The prognosis of patients with myofibroblast-positive tumors such as colorectal cancer (18) was reported to be significantly worse than the prognosis of patients with myofibroblast-negative tumors, thus suggesting that myofibroblast expression is indicative of high malignancy and might also be associated with diffusely invasive growth and poor prognosis. Overexpression of myofibroblasts might be a useful prognostic indicator, while multivariate analysis revealed that myofibroblast expression was not an independent prognostic factor.

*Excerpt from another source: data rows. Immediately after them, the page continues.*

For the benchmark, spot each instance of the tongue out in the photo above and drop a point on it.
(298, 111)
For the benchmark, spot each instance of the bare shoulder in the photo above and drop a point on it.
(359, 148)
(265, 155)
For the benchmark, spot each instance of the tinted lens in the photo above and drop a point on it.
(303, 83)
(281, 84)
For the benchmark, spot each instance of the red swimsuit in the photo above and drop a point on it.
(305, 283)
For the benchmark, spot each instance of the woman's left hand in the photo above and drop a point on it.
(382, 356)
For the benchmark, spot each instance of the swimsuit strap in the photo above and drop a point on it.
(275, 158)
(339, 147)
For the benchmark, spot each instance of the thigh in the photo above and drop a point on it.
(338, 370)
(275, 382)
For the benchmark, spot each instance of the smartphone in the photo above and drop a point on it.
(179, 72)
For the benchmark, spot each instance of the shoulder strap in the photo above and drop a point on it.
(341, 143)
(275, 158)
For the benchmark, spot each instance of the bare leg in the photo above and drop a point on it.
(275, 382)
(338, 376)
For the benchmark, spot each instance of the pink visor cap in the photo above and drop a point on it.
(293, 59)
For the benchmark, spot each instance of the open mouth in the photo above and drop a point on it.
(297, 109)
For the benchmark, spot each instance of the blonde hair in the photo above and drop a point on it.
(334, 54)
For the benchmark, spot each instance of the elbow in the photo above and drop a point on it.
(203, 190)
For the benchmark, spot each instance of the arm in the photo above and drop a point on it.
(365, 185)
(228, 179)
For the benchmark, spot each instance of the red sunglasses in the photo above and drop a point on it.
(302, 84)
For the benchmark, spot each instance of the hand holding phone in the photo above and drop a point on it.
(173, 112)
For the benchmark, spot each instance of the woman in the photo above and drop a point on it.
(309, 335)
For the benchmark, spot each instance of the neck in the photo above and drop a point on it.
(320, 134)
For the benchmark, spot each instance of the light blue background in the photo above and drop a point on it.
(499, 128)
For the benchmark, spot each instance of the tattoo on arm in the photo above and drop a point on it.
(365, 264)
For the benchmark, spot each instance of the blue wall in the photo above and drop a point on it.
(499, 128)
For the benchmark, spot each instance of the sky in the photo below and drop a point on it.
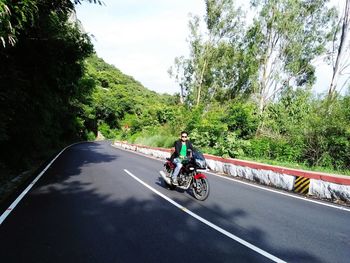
(143, 37)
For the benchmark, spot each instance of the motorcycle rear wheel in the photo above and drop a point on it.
(168, 173)
(201, 190)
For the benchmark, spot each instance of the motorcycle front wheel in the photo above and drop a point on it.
(201, 189)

Differentiation from resident stromal fibroblasts into myofibroblasts is induced by paracrine signals generated by repairing or inflamed tissues. Among these signals, TGF-β is a well-known inducer of myofibroblasts which stimulates fibroblasts to differentiate into myofibroblasts in cancer tissues (2,19,20). Overexpression of TGF-ß is reported to accelerate metastasis and is thus correlated with the poor prognosis of gastric tumors, particularly for scirrhous gastric carcinoma (21,22). Moreover, TGF-β is produced to a greater extent by most scirrhous gastric cancer cells than by other types of gastric cancer cells (23). These findings suggest that myofibroblasts induced by TGF-β from scirrhous gastric cancer cells might thus be responsible for the poor prognosis observed for scirrhous gastric cancer.
In conclusion, myofibroblasts in the microenvironment of gastric cancer were found to be significantly associated with an advanced stage, particularly for the macroscopically scirrhous type gastric carcinoma. Overexpression of myofibroblasts may therefore be a useful prognostic indicator for such cases.
Acknowledgements
We thank Masako Shinkawa (Osaka City University Graduate School of Medicine) for the technical advice on the immunohistochemical staining. This study was supported, in part, by Grants-in-Aid for Scientific Research (nos. 18591475, 20591073 and 18390369) from the Ministry of Education, Science, Sports, Culture and Technology of Japan.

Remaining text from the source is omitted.